Forum Moderators: open

Message Too Old, No Replies

Does Google's spider have a concept of an IIS session?

         

threecrans

3:01 pm on Aug 29, 2002 (gmt 0)

10+ Year Member



IIS sessions use cookies to associate a user with a session. When making multiple requests, does Google's spider (on any other spider) return this cookie with the request, thus maintaining the session state?

The reason I ask this is because I would like to take action (301 redirect to a url) within the Session_OnStart event (in global.asa). If the session is maintained and the bot makes multiple requests, I believe the Session_OnStart event will only fire on the first request...so only the first request will be properly redirected while the other requests are served a page.

Does anyone know how this is handled?

Dreamquick

3:07 pm on Aug 29, 2002 (gmt 0)

WebmasterWorld Senior Member 10+ Year Member



No, as far as I'm aware none of the big SEs currently handle/accept any type of cookies - including session cookies.

- Tony

Grumpus

3:19 pm on Aug 29, 2002 (gmt 0)

WebmasterWorld Senior Member 10+ Year Member



Nope. The googlebot makes a new session each time it visits. And, even if it did hold session cookies, the next logical hit comes in from a different IP in most cases anyway - you'll rarely see a single IP (instance of Googlebot) move through the site in a normal matter.

I'm not sure exactly what you are trying to do, but I'd guess you could accomplish what you want to do by doing this... (This isn't code, but you can easily convert the train of thought to code...)

If mid(user-agent,1,8) = "googlebot" and Application("GoogleSession") = False then Application("GoogleSession") = True

If Googlesession = True then do or don't redirect or whatever.

Unfortunately, you'd have to put this on every page (probably in an SSI so you can tweak it and have it update the whole site) but depending upon exactly what you are trying to do, something along these lines would work - App variables can be passed to bots.

Hope that at least gets you thinking, if not solving the problem altogether.

G.

threecrans

4:39 pm on Aug 29, 2002 (gmt 0)

10+ Year Member



Thanks Grumpus and Dreamquick!

Also Grumpus...thanks for the snippet but it actually is the other way around...but let me run the situation by you (this is somewhat long...my apologies).

As stated in the thread [webmasterworld.com ] my staging server has recently been indexed. Since ALL of the staging server content is published to the main server, this resulted in duplicated content. One of the suggestions by many in the thread is to 301 redirect to the appropriate server.

In IIS, I can set a global redirect for the website to a specified url (Properties -> Home Directory -> A redirection to a url). There are two problems however.

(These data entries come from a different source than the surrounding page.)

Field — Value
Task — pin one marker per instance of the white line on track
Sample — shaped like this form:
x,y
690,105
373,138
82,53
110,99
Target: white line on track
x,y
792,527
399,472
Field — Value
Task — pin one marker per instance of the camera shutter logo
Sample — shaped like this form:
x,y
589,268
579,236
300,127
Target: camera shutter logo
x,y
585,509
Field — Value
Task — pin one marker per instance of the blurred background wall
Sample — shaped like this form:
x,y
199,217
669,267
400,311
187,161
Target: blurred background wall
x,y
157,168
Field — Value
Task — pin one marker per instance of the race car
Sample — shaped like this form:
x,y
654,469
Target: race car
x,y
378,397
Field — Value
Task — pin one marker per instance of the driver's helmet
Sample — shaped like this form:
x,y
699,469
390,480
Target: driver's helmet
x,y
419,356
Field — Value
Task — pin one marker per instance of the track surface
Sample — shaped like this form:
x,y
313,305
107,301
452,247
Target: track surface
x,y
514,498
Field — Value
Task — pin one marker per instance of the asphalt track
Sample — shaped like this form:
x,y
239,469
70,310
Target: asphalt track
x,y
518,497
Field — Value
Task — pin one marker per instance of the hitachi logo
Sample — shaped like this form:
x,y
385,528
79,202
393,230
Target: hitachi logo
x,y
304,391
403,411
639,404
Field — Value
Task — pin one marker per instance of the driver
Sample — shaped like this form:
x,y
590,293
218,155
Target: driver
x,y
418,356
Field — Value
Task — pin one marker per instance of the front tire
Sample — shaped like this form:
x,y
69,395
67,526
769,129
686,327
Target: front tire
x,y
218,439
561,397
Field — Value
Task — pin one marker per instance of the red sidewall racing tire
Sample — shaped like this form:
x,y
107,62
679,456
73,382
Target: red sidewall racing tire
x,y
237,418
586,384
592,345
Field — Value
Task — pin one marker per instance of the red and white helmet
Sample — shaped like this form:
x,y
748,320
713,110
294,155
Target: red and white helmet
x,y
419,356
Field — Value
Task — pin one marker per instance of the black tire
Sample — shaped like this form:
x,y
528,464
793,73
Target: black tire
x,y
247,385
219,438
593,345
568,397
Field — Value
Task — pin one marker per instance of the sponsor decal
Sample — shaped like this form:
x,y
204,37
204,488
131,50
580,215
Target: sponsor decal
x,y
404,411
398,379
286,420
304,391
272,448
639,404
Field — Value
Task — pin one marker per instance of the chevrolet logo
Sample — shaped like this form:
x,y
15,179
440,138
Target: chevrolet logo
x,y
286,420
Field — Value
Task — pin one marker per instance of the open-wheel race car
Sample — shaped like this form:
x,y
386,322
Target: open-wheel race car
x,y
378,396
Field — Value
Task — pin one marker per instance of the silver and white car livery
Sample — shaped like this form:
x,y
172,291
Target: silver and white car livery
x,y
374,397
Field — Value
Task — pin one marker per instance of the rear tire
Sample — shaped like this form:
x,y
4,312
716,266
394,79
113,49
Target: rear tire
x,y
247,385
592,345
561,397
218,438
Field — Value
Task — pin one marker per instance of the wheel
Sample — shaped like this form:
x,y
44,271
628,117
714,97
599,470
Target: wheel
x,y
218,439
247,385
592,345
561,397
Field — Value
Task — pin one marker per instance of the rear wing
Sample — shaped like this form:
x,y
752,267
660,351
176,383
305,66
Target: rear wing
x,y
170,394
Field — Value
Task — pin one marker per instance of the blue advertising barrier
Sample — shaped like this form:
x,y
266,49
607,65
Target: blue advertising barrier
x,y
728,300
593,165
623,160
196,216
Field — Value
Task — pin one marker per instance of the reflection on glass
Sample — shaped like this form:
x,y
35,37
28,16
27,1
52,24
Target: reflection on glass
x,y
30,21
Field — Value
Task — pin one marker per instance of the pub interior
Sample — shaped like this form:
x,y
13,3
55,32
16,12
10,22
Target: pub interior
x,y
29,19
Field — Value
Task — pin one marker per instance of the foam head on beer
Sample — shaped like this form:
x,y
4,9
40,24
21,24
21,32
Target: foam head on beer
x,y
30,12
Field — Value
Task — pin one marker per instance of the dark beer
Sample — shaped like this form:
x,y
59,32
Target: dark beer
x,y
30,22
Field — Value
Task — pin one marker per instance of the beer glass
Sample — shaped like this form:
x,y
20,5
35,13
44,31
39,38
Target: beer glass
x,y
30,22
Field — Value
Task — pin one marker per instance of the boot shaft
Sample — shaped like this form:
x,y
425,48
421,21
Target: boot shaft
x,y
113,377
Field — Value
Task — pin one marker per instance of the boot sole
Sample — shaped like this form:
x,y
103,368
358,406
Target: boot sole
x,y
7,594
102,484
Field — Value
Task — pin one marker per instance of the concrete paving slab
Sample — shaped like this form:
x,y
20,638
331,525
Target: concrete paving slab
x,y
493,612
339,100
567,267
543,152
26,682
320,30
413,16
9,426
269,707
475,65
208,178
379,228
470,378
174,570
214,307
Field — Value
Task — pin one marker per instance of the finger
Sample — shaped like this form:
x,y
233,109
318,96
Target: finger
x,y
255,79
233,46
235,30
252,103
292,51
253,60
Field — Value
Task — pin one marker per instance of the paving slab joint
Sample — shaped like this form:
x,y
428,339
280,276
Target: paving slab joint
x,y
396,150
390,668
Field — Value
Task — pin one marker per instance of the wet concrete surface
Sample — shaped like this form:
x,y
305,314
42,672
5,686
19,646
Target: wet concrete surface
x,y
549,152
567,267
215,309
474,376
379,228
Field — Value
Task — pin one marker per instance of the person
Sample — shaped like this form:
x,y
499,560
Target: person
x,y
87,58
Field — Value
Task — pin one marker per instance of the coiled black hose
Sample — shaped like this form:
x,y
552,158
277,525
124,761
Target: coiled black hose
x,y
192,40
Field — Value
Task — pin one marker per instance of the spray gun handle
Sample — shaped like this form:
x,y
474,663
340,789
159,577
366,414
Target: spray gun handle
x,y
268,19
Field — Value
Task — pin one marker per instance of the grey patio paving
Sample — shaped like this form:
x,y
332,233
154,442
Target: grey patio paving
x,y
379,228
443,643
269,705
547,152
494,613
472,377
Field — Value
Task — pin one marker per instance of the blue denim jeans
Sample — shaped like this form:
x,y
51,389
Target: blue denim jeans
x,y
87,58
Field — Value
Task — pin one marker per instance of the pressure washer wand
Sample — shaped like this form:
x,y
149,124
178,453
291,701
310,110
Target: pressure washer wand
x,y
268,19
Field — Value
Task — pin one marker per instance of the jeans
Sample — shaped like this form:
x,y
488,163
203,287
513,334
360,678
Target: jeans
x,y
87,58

  1. I can't specify a page to redirect to dynamically. For example, if a request comes in for staging/page1.asp, I want to be able to redirect to main/page1.asp. As it stands now I can only specify one url, so ALL requests go to main/redirectedtraffic.asp.
  2. When you do this, the response from the server is "301 Error", not "301 Moved Permanently". I am afraid how Google and other bots will react to this.

So, my second solution was to intercept the request in Session_OnStart and set the response to "301 Moved Permanently". This is great unless the session persists. For example, if a request goes to staging/page1.asp, I can redirect to main/page1.asp. But if you keep the browser open, then request staging/page2.asp, you get staging/page2.asp. This is OK with me, as long as ALL spiders are properly redirected to main on every request...that was my original (yet misleading) question in this thread.

So if you (or anyone else) could give me your opinion for any or all of the following three questions it would be a great help:

  1. Are there any known issues with Google or other spiders "misinterpreting" a "301 error" response from IIS.
  2. Is there any known way to redirect dynamically (i.e. redirect to the same page they requested but on a different server) in IIS outside of the Session_OnStart implementation described above.
  3. If I go with the Session_OnStart implementation described above, do you see any potential issues with spiders not being redirected on every request.

clickclick

5:02 pm on Aug 29, 2002 (gmt 0)

10+ Year Member



Why not change the ip and the name of the staging server?

ciml

5:06 pm on Aug 29, 2002 (gmt 0)

WebmasterWorld Senior Member 10+ Year Member



> if a request comes in for staging/page1.asp, I want to be able to redirect to main/page1.asp

I really think that's a server issue, it's a trivial thing to do on other Web servers and it's the right thing to do.

> the response from the server is "301 Error", not "301 Moved Permanently".

I can't imagine any search robot paying attention to the text. The server software is quite wrong to do this in my opinion, but I'd eat my hat if it mattered in Google.

korkus2000

5:09 pm on Aug 29, 2002 (gmt 0)

WebmasterWorld Senior Member 10+ Year Member



I use the Session_OnStart in my global.asa to redirect malicious spiders from my sites. I have not found any problems. You can also set up a ban in the manager dialogs by ip. This thread [webmasterworld.com] might give some insight. Another thread that might help is this one on IIS cloaking [webmasterworld.com].

korkus2000

5:24 pm on Aug 29, 2002 (gmt 0)

WebmasterWorld Senior Member 10+ Year Member



To answer your original question you can use the global.asa because every googlebot hit will trigger a new session. It does not understand session and cookies.

If you want to give a 301 response instead of the response.redirect 302 use this addheader code:

<%
Response.Status = "301 Moved Permanently"
Response.addheader "Location", "http://www.newdomain.com/newurl/"
Response.End
%>

threecrans

6:48 pm on Aug 29, 2002 (gmt 0)

10+ Year Member



Thanks..great answers everyone. I feel much more confident now.

clickclick Why not change the ip and the name of the staging server?

This was my original approach, but after getting some feedback from other users in the thread referenced above, it appeared that 301 was a more appropriate solution.